Naomi wanted to tell Kellam that she was a smart young woman, not a clever girl. She imagined her friends’ faces when she told them she’d corrected Matt Kellam.

She said, “right.”

“So you know how the London laundrette works and you know whose laundry it washes.”

They rounded a corner and Naomi found herself looking up at the glass cliff of a building that housed Varley & Weston.

Kellam asked, “How many of the bankers who run the laundrette can you name?”

“Uh…none.”

Kellam took the gum out of his mouth and dropped it in a bin without breaking his stride. “There you go.”

He led Naomi through a revolving glass door into a lobby that was a study in nondescript brown and tan. The only colour was from a tank of tropical fish lining one wall. She quickened her pace to catch up with Kellam before he arrived at the grey-uniformed concierge who gave them visitor passes and said they could go straight up.

By the time they were in the lift, Naomi couldn’t remember if the concierge had been a man or a woman.

Varley turned out to be a balding man wearing thick-rimmed glasses and a light brown suit. His tie was a maroon that was only a few shades away from qualifying as red, making it daringly garish in the context of everything Naomi had seen of the building.

He shook their hands, waved them to the leather chairs opposite his desk and sent his secretary for coffee. Varley leaned back in his own chair and opened his hands. “How can I help you?”

Varley’s words and his gesture of openness struck Naomi because she realised nothing he’d said up to that moment had stayed in her mind.

Kellam placed a tape recorder on Varley’s desk. Naomi filed that away for her friends. They’d love to know that Kellam deserved his reputation as an old-school journalist.

“How do you respond to allegations that Varley and Weston is a money-laundering service for the most corrupt people in the world?” asked Kellam.

Naomi’s eyebrows shot up so high that she felt it in her brow. She’d expected Kellam to start with a few preliminary questions rather than going straight for the jugular. She looked at Kellam but his profile was as relaxed as if he’d asked whether Varley preferred lattes to cappuccinos.

Varley was speaking in a gentle monotone. He’d been talking from the moment Kellam finished his question while Naomi had been looking at Kellam.

Silence fell after a few minutes, which told Naomi that Varley had finished speaking.

“Let’s talk specifics,” said Kellam. “The leaked MI6 dossier that you handled the money that ISIS made from selling Syrian oil and used to buy weapons through shell companies.”

Naomi felt a thrill. She hadn’t heard about that dossier but Varley was nodding as if it was an entirely reasonable thing to bring up. This was much weightier stuff than she’d expected a six-week internship to put her in a room with. She was thinking about how her friends would lap this up when she realised Varley had been speaking for several minutes.

She wanted to slap herself. She’d got this internship by getting solid grades and she wouldn’t have got solid grades if she ever had trouble concentrating.

She looked at Kellam, whose posture hadn’t changed except that he had a cup of coffee in his hand.

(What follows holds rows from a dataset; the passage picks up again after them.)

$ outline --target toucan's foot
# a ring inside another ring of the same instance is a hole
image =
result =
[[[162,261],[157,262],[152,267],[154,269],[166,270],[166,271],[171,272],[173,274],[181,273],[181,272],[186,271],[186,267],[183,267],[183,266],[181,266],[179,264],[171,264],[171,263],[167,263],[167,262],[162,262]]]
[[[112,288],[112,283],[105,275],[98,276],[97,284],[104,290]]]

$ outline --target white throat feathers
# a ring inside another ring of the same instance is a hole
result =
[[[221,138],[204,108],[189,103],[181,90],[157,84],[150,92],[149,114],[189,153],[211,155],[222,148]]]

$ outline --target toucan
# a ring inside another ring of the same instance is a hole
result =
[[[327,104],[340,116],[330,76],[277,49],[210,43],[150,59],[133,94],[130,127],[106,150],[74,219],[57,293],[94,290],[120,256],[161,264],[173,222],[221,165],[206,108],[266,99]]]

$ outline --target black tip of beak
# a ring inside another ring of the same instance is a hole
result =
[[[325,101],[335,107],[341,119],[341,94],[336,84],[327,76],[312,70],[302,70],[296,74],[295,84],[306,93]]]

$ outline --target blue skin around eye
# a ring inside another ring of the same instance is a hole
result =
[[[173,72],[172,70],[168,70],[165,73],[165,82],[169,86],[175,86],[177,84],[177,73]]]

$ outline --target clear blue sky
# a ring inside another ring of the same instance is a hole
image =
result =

She looked down and saw one in her own. Now she thought about it, she vaguely remembered Varley’s secretary pouring it for her from a pot she’d brought in on a tray.

Kellam was asking another question. “Aren’t you the de facto banker for two of the most violent cocaine cartels in Mexico?”

As Varley answered, Naomi found herself thinking of the tropical fish in the lobby. Shapes and colours resolved in her memory and she tried to remember whether she could name any of them. She was fairly sure she recognised one called a batfish from the London Aquarium.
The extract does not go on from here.